Une des thématiques récurrentes en lien avec le marché de l’emploi ces derniers mois est la pénurie de main-d’œuvre qui frappe différents secteurs d’activité. Avec la pandémie qui s’éternise depuis deux ans, le discours patronal laisse entendre que les travailleurs « ont maintenant le gros bout du bâton », une opinion que ne partage pas Luc Vachon.

« Quand on regarde les augmentations salariales, on peut voir de gros chiffres, parfois de l’ordre de 20 %. Mais ces pourcentages impressionnants sont trop souvent liés aux salaires d’entrée, ceux à l’embauche, afin d’attirer de nouveaux travailleurs », précise Luc Vachon. Quant aux échelons plus élevés, « on assiste majoritairement à des augmentations autour de 3 %, largement sous le taux d’inflation », qui a atteint 6,7 % en mars au Canada, du jamais vu depuis 31 ans au pays.

Comment un citoyen peut-il gagner sa vie décemment en gagnant seulement 14,25 $ de l’heure ? Le montant de 15 $ de l’heure, on l’exigeait déjà il y a 5 ans.

 

Ce faisant, la masse critique des travailleurs au Québec n’améliore pas son pouvoir d’achat, et la rétention des talents constitue une nouvelle difficulté pour les employeurs. « Car ce n’est pas vrai que la hausse des prix est attribuable uniquement à l’augmentation des salaires », rappelle Luc Vachon.

En lien avec la question du salaire minimum, « un enjeu auquel on revient toujours, puisqu’il est rattaché à ce que l’on vit », les salaires des travailleurs doivent connaître une hausse considérable à tous les niveaux, estime-t-il.

« Comment un citoyen peut-il gagner sa vie décemment en gagnant seulement 14,25 $ de l’heure ? Le montant de 15 $ de l’heure, on l’exigeait déjà il y a 5 ans. Avec des taux d’inflation comme ceux auxquels on assiste cette année, il faut revendiquer au moins 18 $ de l’heure. » À son avis, un montant précis n’est pas nécessairement l’avenue à prendre, mais il faut jumeler la revendication à l’indice de consommation, afin que le salaire augmente automatiquement au fil des ans, « au fil du coût du panier de consommation d’une famille ».

Le défi de la fiscalité

 

Si le salaire demeure une question éternelle, les enjeux de protection sociale deviennent prioritaires, croit Luc Vachon. Particulièrement ceux liés à une répartition plus juste de la richesse.

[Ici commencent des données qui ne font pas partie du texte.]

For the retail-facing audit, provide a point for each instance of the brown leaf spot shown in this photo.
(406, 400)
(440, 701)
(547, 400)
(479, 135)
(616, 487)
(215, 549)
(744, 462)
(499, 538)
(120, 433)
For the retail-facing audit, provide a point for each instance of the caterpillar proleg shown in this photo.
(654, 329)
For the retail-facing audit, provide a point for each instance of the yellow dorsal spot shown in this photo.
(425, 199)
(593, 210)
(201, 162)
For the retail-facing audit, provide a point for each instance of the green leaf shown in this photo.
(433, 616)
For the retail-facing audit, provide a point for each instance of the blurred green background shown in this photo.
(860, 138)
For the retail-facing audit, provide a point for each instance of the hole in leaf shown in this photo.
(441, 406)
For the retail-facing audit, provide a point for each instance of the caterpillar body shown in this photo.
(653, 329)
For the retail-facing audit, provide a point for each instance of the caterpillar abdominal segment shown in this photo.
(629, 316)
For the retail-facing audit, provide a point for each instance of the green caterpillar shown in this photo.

« Chaque crise a un effet collatéral sur la concentration de la richesse, illustre-t-il. La pandémie a eu cet impact aussi, permettant à certains secteurs d’activité de s’enrichir alors que d’autres ont été malmenés. Là-dessus, il n’y a pas de recette magique : ça prend une fiscalité différente pour faire en sorte que la richesse soit mieux répartie dans la société. »

La lutte à l’évasion fiscale et l’augmentation de l’imposition des entreprises sont des chantiers à attaquer prestement afin de permettre à tous d’obtenir leur juste part, martèle Luc Vachon. D’autant plus lorsqu’on considère un élément mis en relief par la pandémie, soit les conditions de travail des personnes vulnérables.

« Les préposés aux bénéficiaires et les préposés d’aide à domicile ont été perçus pendant un court laps de temps comme des emplois essentiels, soulève-t-il. Malgré tout, leurs conditions de travail demeurent indécentes. Les gens qui travaillent dans ce domaine sont souvent des travailleurs marginalisés, vivant dans la précarité. Il ne faut pas les abandonner. »

Alors que la population est vieillissante et que ce genre de métier est voué à occuper davantage d’espace dans le bassin d’emplois au Québec, les conditions de travail de tous les travailleurs de la province demeurent une préoccupation importante, « qui doit être remise en mémoire avec le 1er mai ».